Lohnt es sich auf den Iiyama Prolite X2472HDS (VA-Panel und LED-Backlight) zu warten?


----------



## Own3r (10. März 2011)

*AW: 24" Monitor bis ca. 350€*

Ich würde sagen, dass der BX2450 eigentlich für alle Anwendungen geeignet ist. Das Bild ist super - da braucht man kein IPS-Panel o.Ä.


----------



## Painkiller (11. März 2011)

*AW: 24" Monitor bis ca. 350€*



Own3r schrieb:


> Ich würde sagen, dass der BX2450 eigentlich für alle Anwendungen geeignet ist. Das Bild ist super - da braucht man kein IPS-Panel o.Ä.


 
Seh ich genau so. Aber für reine CAD-Anwendungen würde ich einen Eizo bevorzugen. Diese Monitore kosten aber auch dem entsprechend.


----------



## Superwip (11. März 2011)

*AW: 24" Monitor bis ca. 350€*

Ich würde den HP ZR24w empfehlen

-24 Zoll
-1920x1200 16:10
-*S-IPS* Panel
-Display Port
-sehr hell
-relativ umfangreiches Konfigurationsmenü
-Aktiver USB 2.0-Hub
-höhenverstellbar und Privotfunktion
-passt schön in den Preisbereich


----------



## PES 4ever (11. März 2011)

*AW: 24" Monitor bis ca. 350€*

Vom HP habe ich schon gehört, dass er zu hell ist und sehr laut brummen soll.
LED hat er nicht, wie alle IPS?


----------



## Superwip (11. März 2011)

*AW: 24" Monitor bis ca. 350€*

Die Helligkeit kann man sowieso reduzieren

Das mit dem Brummen kommt soweit ich weiß nur in Einzelfällen vor, betroffene Monitore werden wohl auch ausgetauscht

Auf LED würde ich keinen Wert legen; der einzige Vorteil einer LED Hintergrundbeleuchtung mit weißen LEDs ist der etwas geringere Stromverbrauch; RGB-LED Bildschirme, die einen extrem großen Farbraum bieten, gibt es in dem Preisbereich sowieso nicht

Der Farbraum von weißen LEDs ist tendentiell sogar geringer als der von KLKs, IPS Panels haben auch einen generell höheren Stromverbrauch sodass der Vorteil von LEDs weiter schwindet


Es gibt übrigens durchaus ein Handvoll IPS Bildschirme mit LED Backlight, etwa den LG Flatron W2420R (RGB-LED), den HP LP2480zx (RGB-LED) oder die Apple LED Cinema Displays (weiße LEDs); diese sind aber alle nicht in deinem Preisbereich


----------



## PES 4ever (15. März 2011)

*AW: 24" Monitor bis ca. 350€*

Momentan tendiere ich stark zum BX2450, da man nur Gutes über diesen Monitor hört und der Preis dafür wirklich Top ist.
Das einzige was mir am BX2450 fehlt ist eine Höhenverstellung, aber man kann ja nicht alles haben. Sonst wird einfach ein Podest gebaut. 

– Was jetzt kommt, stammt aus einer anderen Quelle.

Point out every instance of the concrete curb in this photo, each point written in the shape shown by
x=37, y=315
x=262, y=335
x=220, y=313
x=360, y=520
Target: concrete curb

Vom Iiyama Prolite X2472HDS gibt es bis jetzt noch keine Neuigkeiten, oder?

MFG PES 4ever


----------



## Superwip (15. März 2011)

*AW: 24" Monitor bis ca. 350€*

Der HP ZR24w sollte dem BX2450 in praktisch jeder Hinsicht überlegen sein- außer beim Preis und eventuell bei der Reaktionszeit wobei der HP ZR24w auch bereits voll spieletauglich ist

Alleine das IPS Panel des HP Geräts sollte ein durchaus deutlicher Vorteil sein

Und auch die Größere Auflösung 1920x1200 im 16:10 Format ist meiner Meinung nach ein gewichtiges Argument für den HP ZR24w


----------



## TimBacken (15. März 2011)

Ich z.B. habe den Samsung SyncMaster P2470LHD und kann mich überhaupt nicht beklagen!Als Pc- Monitor und auch als kleiner Fernseher top geeignet!Und preiswert...


----------



## PES 4ever (21. März 2011)

*AW: 24" Monitor bis ca. 350€*

Bei der Suche nach einen Händler um den BX2450 zu kaufen, bin ich noch auf LG W 2442 PE-BF gestossen.

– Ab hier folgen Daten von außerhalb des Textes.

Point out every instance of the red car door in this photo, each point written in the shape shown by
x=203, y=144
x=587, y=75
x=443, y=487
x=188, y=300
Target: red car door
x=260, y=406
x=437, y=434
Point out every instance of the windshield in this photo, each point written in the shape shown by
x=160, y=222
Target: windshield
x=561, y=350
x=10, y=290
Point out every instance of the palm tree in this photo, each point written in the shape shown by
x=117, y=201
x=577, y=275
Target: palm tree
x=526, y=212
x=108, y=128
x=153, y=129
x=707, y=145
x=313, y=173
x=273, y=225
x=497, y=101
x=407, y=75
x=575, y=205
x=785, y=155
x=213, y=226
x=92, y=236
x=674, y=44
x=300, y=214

Was sagt ihr zu diesem Bildschirm?


----------



## Painkiller (22. März 2011)

*AW: 24" Monitor bis ca. 350€*

Zu dem LG finde ich keinen Test. Er besitzt auf jeden Fall keine LED-Beleuchtung. Und das wäre bei mir ein KO-Kriterium. Aber das sieht ja jeder bekanntlich anders.


----------



## PES 4ever (22. März 2011)

*AW: 24" Monitor bis ca. 350€*

OK, LED hätte ich mir schon vorgestellt. 

Dann wirds wahrscheinlich der BX2450, wenn mir nicht wieder was dazwischen kommt.


----------



## Painkiller (23. März 2011)

*AW: 24" Monitor bis ca. 350€*



> Dann wirds wahrscheinlich der BX2450, wenn mir nicht wieder was dazwischen kommt.

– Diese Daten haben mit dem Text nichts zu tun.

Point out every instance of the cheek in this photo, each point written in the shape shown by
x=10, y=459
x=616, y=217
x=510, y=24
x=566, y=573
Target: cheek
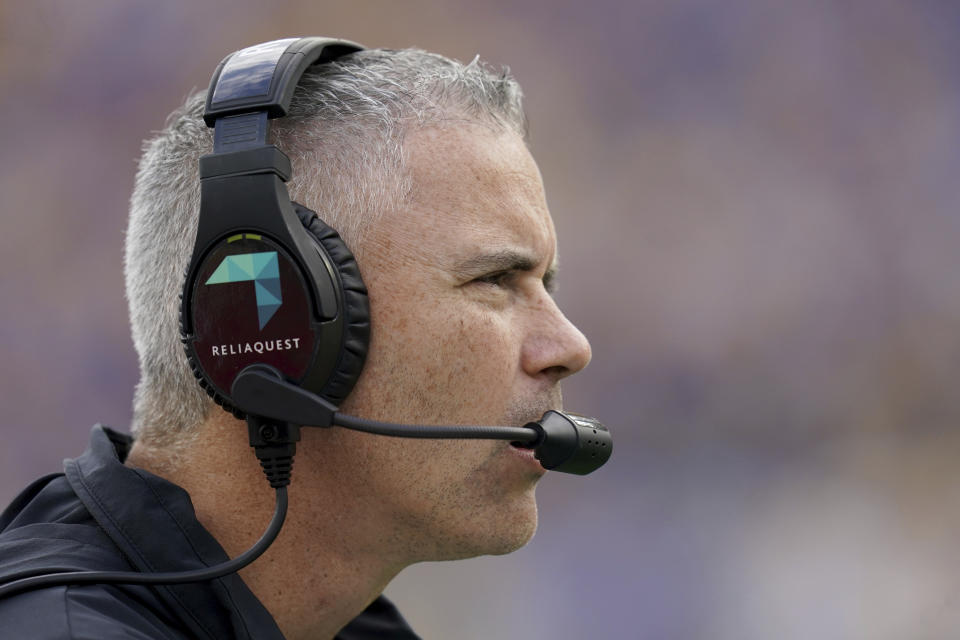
x=439, y=360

Wenn du mit dem Design nicht klar kommst, kannst du auch zum BX2440 greifen. Der hat ein anderes Design. Bietet aber alle Vorteile des BX2450.


----------



## PES 4ever (23. März 2011)

*AW: 24" Monitor bis ca. 350€*

Das Design des BX2440 gefällt mir persönlich besser, vorallem wegen der Höhenverstellung und dem matten Rahmen.

Der BX2450 hat aber mehr Features und eine schnellere Reaktionszeit als der BX2440. Sind die Unterschiede bei den beiden groß? Bildqualität müsste gleich sein, oder?


----------



## Painkiller (23. März 2011)

*AW: 24" Monitor bis ca. 350€*

Die Bildqualität ist die gleiche.


----------



## PES 4ever (23. März 2011)

*AW: 24" Monitor bis ca. 350€*



<<Painkiller>> schrieb:


> Die Bildqualität ist die gleiche.



Und sonst? Features?


----------



## Own3r (23. März 2011)

*AW: 24" Monitor bis ca. 350€*

Er ist 3ms langsamer, besitzt allerdings eine Höhenverstellung und eine Pivotfunktion


----------



## PES 4ever (23. März 2011)

*AW: 24" Monitor bis ca. 350€*

Hat der BX2440 gar keinen HDMI-Anschluss?

Mit Features habe ich folgendes gemeint: MagicAngle, MagicEco, MagicReturn, Kinomodus, MagicBright3, Off-Timer, Bildgröße, Farbeffekt, benutzerdefinierte Tastenfunktionen, MagicWizard und MagicTune mit AssetManagement, Windows 7, Sicherheitsmodus (Downscaling auf UXGA)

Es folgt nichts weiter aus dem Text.